Enabling enabling dialogical space

Anathematic and antithetical to dialogue is hierarchy. Dialogue itself is disabled by agendas and intentions, a form of functional hierarchy which attempts to preference This creates an apparent paradox in creating dialogue, because the intention to create dialogue disables dialogue. I believe that paradox is resolved when one is able to focus on the intention of creating a dialogical environment from which dialogue can naturally and organically emerge out of dialogic activity, not in the creation of the dialogue itself. Therefore, it becomes essential to the emergence of dialogue that one is intentional and active in developing the enabling environment and engaging in the dialogic activity of building relationships.
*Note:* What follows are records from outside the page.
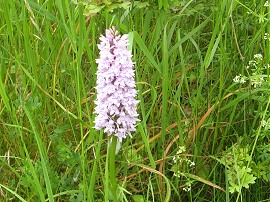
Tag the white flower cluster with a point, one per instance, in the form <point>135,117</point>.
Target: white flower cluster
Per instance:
<point>257,68</point>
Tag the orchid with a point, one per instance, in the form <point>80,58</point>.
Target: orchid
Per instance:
<point>116,94</point>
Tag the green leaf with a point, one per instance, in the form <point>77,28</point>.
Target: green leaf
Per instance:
<point>92,9</point>
<point>138,198</point>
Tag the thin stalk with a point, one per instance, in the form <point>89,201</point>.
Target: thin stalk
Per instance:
<point>112,173</point>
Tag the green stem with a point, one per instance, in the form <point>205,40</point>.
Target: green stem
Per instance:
<point>112,173</point>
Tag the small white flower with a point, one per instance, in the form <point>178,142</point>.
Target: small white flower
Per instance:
<point>259,56</point>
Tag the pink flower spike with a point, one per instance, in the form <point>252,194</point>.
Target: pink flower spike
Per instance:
<point>116,94</point>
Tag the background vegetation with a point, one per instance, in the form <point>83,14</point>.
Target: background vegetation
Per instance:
<point>202,136</point>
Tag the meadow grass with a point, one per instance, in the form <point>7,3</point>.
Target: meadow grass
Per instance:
<point>199,130</point>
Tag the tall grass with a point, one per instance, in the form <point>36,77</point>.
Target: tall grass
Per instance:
<point>186,58</point>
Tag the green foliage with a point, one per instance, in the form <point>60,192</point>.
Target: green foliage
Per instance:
<point>187,54</point>
<point>240,167</point>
In other words, focus not on enabling dialogue, but on enabling the enabling dialogical space.

Intention is a mild example of hierarchy, but one that is enough to disable the emergence of dialogue if it becomes a form of bad faith. Even the best of intentions can become impositions on others, a kind of social engineering that meddles in the lives of others. If one enters an enabling dialogical space with an intention to dialogue then one can obviate a shared development of relationship with the other participants by prejudicing that environment with preconceived, unilateral notions of relationship. One’s intention to dialogue becomes a barrier to seeing the other participants as equals in the process of what emerges. In this sense, hierarchy and intention to an outcome are examples of a lack of good faith. It is in the intention to create an enabling space with those willing to enter into it together that one finds an opportunity from which dialogue may emerge without imposition.